Michigan Court of Appeals; Docket No. 202387; Unpublished 
Judges White, Hood, and Gage; Unanimous; Per Curiam 
Official Michigan Reporter Citation:  Not Applicable; Link to Opinion alt   

General Rule of Priority [§3114(1)]  
Exception for Commercial Vehicles [§3114(2)]  
Exception for Employer Provided Vehicles [§3114(3)]

Not Applicable  

This unanimous unpublished per curiam Opinion involves a priority dispute between two no-fault insurers and the interplay between §3114(1) and §3114(3), when a sole proprietor and a family member are injured in an accident involving the proprietor's vehicle.

In the case at bar, Robin and David Babcock were married. They were driving Robin Babcock's Pontiac to be repaired when it ran out of gas. They used David Babcock's Ford pickup truck to get gas and return to the Pontiac to put the gas into the Pontiac. The Ford pickup was parked facing the Pontiac. Robin Babcock sat in the pickup truck and David Babcock was standing outside of the Pontiac, putting gas into the Pontiac. While the refueling process was occurring, another automobile struck the rear of the Pontiac, causing the Pontiac to strike David Babcock and injure him. The vehicle also struck the pickup, injuring Robin Babcock who was inside. The Ford pickup was owned by "David Babcock, d/b/a David Babcock Construction" and insured under a commercial automobile policy. The named insured on this policy was "David Babcock, d/b/a Babcock Construction."  This commercial policy was issued by plaintiff Westfield Insurance Company. The Pontiac was titled in the name of Robin Babcock and was insured by defendant League General under a family automobile policy in which the named insured was "Robin M. Babcock......" David Babcock was not mentioned as a named insured on the League General policy.

The parties agreed that plaintiff Westfield Insurance Company was obligated to pay no-fault benefits to Robin Babcock under the provisions of §3114(3) as she was occupying a motor vehicle owned or registered by her husband's employer, and therefore, priority liability rested with the employer's insurer. However, plaintiff Westfield argued that defendant League General should pay no-fault benefits to David Babcock, because David Babcock was clearly not occupying the employer's vehicle (the Ford pickup truck), and that the policy issued by Westfield Insurance Company to "David Babcock d/b/a David Babcock Construction" did not cover David Babcock as an individual for the reason that a sole proprietorship is a distinct entity from the proprietor himself. Westfield based its argument upon the Supreme Court's opinion in Celina Mutual v Lake States Insurance Company (Item No. 1851).

The Court of Appeals rejected Westfield's argument, and held that under the rationale of Celina Mutual, a sole proprietorship can clearly be the same entity as the individual who owns it. This was demonstrated in the Celina Mutual case where the court held that the sole proprietor was both employer and employee, thereby allowing the individual to recover as an employee under §3114(3).
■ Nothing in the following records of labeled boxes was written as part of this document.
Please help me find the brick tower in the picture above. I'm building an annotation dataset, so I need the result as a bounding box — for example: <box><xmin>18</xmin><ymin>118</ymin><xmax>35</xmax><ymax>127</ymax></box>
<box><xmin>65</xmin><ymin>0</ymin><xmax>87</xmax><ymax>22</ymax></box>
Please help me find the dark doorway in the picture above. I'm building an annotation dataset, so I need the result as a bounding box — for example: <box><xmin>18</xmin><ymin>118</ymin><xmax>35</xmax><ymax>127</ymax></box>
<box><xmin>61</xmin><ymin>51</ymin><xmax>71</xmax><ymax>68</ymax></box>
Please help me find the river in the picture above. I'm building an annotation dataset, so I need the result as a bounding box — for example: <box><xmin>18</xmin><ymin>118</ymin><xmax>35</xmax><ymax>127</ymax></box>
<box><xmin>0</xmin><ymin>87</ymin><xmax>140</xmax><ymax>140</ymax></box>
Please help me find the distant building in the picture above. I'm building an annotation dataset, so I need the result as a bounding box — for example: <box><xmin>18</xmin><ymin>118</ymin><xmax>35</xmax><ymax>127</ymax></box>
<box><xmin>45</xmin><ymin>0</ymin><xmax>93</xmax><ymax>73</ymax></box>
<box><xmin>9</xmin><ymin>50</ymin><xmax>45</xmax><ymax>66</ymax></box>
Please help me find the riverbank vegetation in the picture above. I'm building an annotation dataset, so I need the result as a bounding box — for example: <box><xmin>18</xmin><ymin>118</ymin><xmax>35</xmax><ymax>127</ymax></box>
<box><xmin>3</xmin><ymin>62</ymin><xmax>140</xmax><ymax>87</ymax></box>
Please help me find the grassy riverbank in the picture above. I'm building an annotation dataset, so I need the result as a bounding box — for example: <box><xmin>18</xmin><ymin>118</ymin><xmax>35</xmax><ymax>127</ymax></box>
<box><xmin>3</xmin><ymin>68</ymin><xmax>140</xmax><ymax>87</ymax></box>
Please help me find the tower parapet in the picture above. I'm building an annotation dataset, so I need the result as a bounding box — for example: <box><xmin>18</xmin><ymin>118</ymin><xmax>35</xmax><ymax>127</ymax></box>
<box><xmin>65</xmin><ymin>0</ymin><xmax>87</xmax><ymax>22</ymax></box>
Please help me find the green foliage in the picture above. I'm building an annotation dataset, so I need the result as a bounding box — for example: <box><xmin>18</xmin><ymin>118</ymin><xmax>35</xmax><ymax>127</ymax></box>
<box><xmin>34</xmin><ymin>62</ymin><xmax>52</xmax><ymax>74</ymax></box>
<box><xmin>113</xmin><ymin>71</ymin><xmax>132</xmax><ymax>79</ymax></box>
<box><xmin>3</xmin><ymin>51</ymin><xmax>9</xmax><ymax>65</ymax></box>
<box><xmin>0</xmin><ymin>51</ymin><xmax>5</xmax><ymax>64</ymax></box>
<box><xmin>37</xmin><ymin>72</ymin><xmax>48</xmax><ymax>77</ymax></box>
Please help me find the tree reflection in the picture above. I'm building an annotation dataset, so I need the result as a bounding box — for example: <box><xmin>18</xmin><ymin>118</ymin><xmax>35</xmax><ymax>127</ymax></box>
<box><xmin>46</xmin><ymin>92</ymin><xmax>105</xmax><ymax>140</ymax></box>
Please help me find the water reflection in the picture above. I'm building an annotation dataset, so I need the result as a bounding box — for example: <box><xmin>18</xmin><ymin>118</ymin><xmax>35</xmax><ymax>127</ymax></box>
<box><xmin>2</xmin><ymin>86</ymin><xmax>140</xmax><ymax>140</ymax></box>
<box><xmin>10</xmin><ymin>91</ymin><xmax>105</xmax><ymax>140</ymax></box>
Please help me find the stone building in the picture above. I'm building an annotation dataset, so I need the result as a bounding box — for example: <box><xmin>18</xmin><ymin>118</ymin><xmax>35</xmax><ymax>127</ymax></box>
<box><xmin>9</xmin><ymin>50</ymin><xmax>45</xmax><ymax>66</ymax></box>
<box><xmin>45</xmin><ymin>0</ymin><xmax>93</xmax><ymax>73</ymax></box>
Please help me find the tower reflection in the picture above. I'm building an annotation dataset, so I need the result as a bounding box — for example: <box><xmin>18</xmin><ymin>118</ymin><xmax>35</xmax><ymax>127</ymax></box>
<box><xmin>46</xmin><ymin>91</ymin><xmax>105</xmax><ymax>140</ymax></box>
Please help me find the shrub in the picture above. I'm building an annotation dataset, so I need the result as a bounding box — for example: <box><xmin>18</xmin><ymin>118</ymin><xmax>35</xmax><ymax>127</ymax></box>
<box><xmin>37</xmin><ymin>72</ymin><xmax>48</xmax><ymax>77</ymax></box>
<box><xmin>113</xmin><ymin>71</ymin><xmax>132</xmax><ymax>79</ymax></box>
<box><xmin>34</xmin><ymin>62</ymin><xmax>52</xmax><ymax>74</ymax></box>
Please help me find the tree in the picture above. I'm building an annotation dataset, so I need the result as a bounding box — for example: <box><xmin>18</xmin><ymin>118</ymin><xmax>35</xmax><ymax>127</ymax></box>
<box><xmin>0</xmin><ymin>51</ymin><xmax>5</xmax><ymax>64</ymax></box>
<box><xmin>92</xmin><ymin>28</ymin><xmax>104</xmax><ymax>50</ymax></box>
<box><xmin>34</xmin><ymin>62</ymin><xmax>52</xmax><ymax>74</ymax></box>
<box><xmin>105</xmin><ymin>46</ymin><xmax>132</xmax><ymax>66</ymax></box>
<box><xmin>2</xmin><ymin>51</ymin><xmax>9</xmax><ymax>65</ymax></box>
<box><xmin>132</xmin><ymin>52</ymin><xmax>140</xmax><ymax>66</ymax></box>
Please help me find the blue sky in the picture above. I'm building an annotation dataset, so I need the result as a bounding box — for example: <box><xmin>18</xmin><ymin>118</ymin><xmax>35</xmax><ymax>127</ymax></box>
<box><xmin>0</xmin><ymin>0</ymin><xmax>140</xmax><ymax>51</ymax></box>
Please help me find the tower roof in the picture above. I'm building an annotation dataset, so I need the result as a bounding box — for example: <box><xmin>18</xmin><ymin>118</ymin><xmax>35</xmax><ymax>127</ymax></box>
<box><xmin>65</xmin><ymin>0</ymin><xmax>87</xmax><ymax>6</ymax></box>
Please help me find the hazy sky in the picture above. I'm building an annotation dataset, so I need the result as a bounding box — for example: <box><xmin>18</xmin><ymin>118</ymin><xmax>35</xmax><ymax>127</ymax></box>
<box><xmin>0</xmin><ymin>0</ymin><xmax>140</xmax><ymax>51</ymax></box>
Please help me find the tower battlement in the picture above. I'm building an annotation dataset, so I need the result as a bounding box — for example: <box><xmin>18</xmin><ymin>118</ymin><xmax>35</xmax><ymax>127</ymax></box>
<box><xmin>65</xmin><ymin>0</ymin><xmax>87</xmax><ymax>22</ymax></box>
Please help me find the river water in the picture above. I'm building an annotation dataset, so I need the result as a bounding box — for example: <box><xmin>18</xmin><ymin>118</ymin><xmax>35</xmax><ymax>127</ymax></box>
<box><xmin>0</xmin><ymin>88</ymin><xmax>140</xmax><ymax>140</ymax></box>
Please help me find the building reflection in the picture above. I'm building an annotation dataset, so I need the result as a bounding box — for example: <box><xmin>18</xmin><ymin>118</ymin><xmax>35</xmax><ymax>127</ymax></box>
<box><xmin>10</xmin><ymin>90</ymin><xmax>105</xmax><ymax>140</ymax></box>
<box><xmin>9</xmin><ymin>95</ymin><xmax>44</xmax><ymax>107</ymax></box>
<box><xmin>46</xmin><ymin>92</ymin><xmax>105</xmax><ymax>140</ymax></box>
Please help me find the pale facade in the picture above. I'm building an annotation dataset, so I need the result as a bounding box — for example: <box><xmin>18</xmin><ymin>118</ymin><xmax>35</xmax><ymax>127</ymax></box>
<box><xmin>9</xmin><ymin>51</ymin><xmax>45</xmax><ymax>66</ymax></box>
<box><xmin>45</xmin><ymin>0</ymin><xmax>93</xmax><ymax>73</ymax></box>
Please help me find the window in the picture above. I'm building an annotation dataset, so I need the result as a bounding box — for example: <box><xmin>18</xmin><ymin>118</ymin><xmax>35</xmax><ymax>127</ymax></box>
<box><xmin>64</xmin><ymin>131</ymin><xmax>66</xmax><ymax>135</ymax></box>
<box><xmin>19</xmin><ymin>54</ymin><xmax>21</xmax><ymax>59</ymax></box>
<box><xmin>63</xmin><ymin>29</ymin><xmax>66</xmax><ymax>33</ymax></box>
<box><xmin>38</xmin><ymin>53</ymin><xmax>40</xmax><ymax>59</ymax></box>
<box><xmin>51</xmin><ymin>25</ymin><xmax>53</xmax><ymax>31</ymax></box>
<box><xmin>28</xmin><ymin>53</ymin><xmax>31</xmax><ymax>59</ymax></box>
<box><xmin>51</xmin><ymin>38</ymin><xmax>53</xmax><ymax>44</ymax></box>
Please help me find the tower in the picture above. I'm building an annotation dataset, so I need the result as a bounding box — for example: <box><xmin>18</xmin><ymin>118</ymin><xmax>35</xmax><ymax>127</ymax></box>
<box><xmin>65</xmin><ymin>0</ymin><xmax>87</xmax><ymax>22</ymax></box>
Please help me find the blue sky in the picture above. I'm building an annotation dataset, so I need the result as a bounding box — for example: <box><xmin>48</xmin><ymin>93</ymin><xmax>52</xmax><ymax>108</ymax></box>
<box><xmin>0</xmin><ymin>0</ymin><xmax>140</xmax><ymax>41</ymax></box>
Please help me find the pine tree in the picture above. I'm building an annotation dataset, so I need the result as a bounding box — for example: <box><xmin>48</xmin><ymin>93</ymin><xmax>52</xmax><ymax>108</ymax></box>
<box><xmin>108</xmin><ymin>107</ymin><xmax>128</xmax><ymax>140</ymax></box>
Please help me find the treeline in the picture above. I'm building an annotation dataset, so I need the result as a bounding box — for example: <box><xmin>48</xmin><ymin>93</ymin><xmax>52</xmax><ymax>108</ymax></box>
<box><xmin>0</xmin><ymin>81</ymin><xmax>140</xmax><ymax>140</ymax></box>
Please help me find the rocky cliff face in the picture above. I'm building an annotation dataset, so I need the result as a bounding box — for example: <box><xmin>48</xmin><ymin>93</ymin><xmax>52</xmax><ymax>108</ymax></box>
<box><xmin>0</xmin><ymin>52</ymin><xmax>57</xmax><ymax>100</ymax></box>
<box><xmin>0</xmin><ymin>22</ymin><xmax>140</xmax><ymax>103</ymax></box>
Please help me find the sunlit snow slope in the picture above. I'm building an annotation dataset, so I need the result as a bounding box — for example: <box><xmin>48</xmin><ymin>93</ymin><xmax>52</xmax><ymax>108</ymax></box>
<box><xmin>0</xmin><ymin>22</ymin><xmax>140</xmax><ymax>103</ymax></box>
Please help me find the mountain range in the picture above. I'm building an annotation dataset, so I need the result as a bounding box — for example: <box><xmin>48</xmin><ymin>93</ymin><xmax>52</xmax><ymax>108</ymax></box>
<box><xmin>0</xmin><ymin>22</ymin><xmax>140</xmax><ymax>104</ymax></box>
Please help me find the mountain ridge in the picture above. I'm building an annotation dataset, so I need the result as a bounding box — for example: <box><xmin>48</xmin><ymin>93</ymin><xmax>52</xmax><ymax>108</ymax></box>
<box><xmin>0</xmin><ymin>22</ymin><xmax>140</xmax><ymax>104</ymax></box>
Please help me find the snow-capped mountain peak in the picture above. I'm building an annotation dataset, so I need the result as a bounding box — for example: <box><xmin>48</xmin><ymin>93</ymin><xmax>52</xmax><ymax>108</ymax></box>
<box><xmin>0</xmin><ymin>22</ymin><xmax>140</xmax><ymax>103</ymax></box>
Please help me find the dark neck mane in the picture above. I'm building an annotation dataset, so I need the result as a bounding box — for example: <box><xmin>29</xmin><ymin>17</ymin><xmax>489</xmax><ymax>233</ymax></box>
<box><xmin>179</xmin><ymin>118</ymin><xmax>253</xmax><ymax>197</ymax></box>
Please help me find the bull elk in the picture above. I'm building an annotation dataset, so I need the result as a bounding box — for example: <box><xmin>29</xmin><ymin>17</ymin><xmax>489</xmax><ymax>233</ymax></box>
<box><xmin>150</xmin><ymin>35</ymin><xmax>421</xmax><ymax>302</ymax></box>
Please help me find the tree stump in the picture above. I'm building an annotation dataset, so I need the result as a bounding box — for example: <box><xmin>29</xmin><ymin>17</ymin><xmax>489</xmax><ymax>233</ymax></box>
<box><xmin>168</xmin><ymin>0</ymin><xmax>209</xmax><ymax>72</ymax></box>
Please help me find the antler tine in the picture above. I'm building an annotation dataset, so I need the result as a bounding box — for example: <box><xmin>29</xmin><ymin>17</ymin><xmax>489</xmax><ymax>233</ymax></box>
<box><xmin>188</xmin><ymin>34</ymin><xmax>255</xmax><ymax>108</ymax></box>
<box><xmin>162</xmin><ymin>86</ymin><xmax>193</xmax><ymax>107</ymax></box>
Therefore, since Westfield's contention that a sole proprietorship is a distinct entity from the proprietor himself is without merit under the Celina Mutual rationale, the court held that David Babcock was considered a named insured under the policy issued by Westfield Insurance Company, and thus entitled to draw PIP benefits through that policy under the general priority provisions of §3114(1). The Court of Appeals also rejected the argument that David Babcock should be considered to be a named insured under his wife's insurance policy issued by League General covering the Pontiac. The Court of Appeals noted that Robin Babcock was the only named insured on this policy, and David Babcock was not mentioned. The court refused to hold that the named insured of an insurance policy encompasses not only those persons listed specifically in the policy, but any person with a marital relationship to the specifically listed individuals. Therefore, David Babcock was not considered to be a "named insured" under the League General policy simply because he happened to be married to Robin Babcock. Accordingly, Westfield was responsible to pay no-fault benefits to both David and Robin Babcock without any recoupment from League General.